How do you like your film music? Bold, assertive, a critical partner to the action on the screen? Or deferential, in the background, unintrusive? Or somewhere in between? Shostakovich's film music is clearly in the first category. That said, the music here isn't bold in the sense of innovation or imagination. It is tuneful for the most part, free of any jarring dissonance, and very conservative in its expressive language: these 1940s scores, in fact, could well have been written around the turn-of-the-20th century. As for their emotional pitch, what we have here is happy Shostakovich, triumphant Shostakovich, sometimes bombastic Shostakovich, but definitely not angst-ridden Shostakovich, not Shostakovich with a hidden message. The writing is mostly two-part and sometimes only unison – and even the two-part music often sounds like unison writing. The brass is quite active throughout: try the giddy but catchy Scherzo (track 3) and The Song of the Young Guard Members (track 5), from The Young Guard; and, from Zoya, Victory (track 11).

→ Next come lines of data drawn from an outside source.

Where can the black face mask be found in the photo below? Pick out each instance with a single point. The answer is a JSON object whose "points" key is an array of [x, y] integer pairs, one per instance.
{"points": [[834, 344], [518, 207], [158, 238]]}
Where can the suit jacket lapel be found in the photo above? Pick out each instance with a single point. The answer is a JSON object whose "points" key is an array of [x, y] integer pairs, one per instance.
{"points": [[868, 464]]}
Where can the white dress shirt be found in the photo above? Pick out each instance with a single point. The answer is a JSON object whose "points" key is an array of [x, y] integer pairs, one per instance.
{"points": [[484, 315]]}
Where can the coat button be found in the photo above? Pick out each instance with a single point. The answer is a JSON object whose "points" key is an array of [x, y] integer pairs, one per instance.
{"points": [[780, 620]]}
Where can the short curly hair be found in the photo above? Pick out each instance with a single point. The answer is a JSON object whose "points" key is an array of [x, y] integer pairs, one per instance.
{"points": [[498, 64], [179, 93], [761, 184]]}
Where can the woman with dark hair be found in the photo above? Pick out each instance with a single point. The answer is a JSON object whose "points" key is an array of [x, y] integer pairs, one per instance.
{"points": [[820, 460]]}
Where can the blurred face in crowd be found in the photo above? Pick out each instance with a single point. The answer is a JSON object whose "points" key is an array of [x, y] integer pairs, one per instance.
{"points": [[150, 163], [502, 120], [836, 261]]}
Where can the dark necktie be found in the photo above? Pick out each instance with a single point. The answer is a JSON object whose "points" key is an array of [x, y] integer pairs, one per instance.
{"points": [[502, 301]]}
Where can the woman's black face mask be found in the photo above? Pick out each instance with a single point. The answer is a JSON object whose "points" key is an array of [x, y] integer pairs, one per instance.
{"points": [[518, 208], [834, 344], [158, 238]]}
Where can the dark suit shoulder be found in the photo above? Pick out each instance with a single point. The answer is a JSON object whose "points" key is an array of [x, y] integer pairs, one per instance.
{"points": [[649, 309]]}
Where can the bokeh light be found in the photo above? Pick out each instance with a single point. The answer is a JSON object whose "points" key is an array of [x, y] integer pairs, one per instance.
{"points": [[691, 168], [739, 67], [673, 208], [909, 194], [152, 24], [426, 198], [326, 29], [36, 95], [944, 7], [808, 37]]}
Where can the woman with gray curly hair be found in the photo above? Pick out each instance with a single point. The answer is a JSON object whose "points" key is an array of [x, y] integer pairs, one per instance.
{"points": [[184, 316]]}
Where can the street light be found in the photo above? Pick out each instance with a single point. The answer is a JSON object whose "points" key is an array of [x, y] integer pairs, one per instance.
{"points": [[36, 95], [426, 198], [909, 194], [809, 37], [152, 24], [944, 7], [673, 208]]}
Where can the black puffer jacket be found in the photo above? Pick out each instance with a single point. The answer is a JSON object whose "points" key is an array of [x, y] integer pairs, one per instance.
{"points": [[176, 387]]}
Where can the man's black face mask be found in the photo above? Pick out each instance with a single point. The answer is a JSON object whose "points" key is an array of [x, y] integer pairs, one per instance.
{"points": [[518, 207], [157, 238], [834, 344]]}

These two scores were both arranged by Levon Atovmyan (his surname appears in the accompanying Delos material as Avtomyan, an erroneous spelling as far as I can determine from numerous sources). He arranged many Shostakovich film scores into suites, usually with the consent of the composer, and Atovmyan (or Atovmian) has generally done fine work in making this traditionally neglected music available for concert performance. The subject of both films is heroism of Soviet youth during the war, and though there are some dour moments in the scores (Death of the Heroes, #6, from The Young Guard, and Execution, #3 [track 10], from Zoya), for the most part the music mixes triumph and happiness. As I mentioned there are some nice tunes, but not anything particularly memorable. The sound reproduction from these 1995 recordings, originally released on Russian Disc, is excellent. The performances by the Byelorussian Radio and TV Symphony Orchestra and Minsk Chamber Choir are fully committed. A good measure of the credit for these positive results must go to veteran conductor Walter Mnatsakanov.
It's hard to evaluate music like this in terms of making a recommendation. The production values are excellent, including the informative notes, and the music, as film music goes, is quite compelling. Shostakovich enthusiasts will surely want it, but others seeking more profound or adventurous fare will likely find the music too tame and disingenuously optimistic. To paraphrase a popular cable news network, there's my report – you decide.